En esta vida hay dos cosas realmente difíciles por no decir imposibles: conocerse uno a sí mismo, y ser justo.
—¿No hay leyes inmutables? ¿El derecho natural? ¿No matarás, por ejemplo? Ya, ya; no me contestes. Habría que buscar a Cicerón y que nos definiera qué es derecho y qué es natural. Porque lo de no matarás ni quienes adoran al que dio los diez mandamientos, ordenándolo así, lo han respetado.
—Sí, tienes razón —dije sonriendo—. Se hacen leyes, y luego, como dicen los necios políticos de hoy en día, se matizan, es decir, se desvirtúan. Creo recordar que la ley natural, según tu amigo Cicerón, es aquella que se adecua a sus intereses, al inmovilismo: la naturaleza ha puesto a cada uno en su lugar, y tratar de salir de él es antinatural y, por lo tanto, punible. Él, no obstante, no se conformó con su puesto.

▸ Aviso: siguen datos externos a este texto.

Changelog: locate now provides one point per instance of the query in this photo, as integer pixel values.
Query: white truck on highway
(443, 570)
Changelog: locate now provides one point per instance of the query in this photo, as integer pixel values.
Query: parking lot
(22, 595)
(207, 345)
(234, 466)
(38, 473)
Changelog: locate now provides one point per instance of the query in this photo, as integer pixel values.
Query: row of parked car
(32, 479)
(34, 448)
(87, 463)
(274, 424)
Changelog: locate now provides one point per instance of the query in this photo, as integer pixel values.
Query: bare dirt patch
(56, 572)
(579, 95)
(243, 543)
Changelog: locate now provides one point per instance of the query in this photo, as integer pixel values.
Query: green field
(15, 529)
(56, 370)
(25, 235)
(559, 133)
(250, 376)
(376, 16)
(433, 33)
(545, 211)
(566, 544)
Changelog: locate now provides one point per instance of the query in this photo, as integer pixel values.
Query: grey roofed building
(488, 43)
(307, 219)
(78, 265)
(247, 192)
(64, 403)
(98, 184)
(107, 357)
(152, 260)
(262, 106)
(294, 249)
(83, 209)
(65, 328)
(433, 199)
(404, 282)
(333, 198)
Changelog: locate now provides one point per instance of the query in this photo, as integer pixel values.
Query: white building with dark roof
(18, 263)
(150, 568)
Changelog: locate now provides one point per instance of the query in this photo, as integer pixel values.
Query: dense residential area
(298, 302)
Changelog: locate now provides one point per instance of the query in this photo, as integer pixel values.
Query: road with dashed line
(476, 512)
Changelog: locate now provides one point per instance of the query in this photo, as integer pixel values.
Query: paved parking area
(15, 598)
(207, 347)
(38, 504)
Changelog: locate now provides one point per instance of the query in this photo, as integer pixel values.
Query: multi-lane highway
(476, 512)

—Creo sinceramente —me dijo mirándome a los ojos— que en esta vida hay dos cosas realmente difíciles por no decir imposibles: conocerse uno a sí mismo, y ser justo.
—No te falta razón.
—Ahora bien —dijo cerrando la libreta y haciendo amago de levantarse—, una sociedad buena y justa quizás lo sea cuando trate por todos los medios de serlo. Y ni es conveniente comer tras un atracón de comida, ni es conveniente que legislen unas personas tan nefastas y maleducadas como las que tenemos en el poder. Legislan para ellos, para conseguir su absolución. Contra eso también lucharon los Graco, Tiberio sobre todo: quería que los tribunales que juzgaban a los senadores corruptos, los que volvían de administrar una provincia, cargo que todos ansiaban por las posibilidades de robar sin cuento ni medida, estuvieran formados no por los mismos senadores sino por la clase ecuestre. Quería acabar con las malas costumbres. Pero como esa medida podía acarrear la condena de muchos senadores, sirvió para acusarlo de “querer erigirse en rey de Roma”. Y acabaron con él. Con engañifas y mentiras. Eso mismo te explica que bastantes políticos actuales, tras una vida de tropelías y engaños, se vayan a sus casas tan blancos e impolutos como si acabaran de tomar la primera comunión: esos mismos politicastros, o el partido al que pertenecen, han nombrado a ese remedo de jueces que tienen que fingir que los juzgan, y han hecho las leyes a la medida de sus descaros. Luego, por supuesto, logrados sus fines, nos presentan la Justicia como algo que hay que acatar, como algo venido de las alturas celestiales, indiscutible. Y quien no actúa así, quien no la acata, quiere romper España. De pena. Y dejémoslo ya. Vamos a engordar a Minerva, querido sobrino.
Me esforcé en la cocina por rebajar un poquito la triste amargura de Julia. Tarea difícil, pues no dejaba de reconocer cuánta razón le asistía.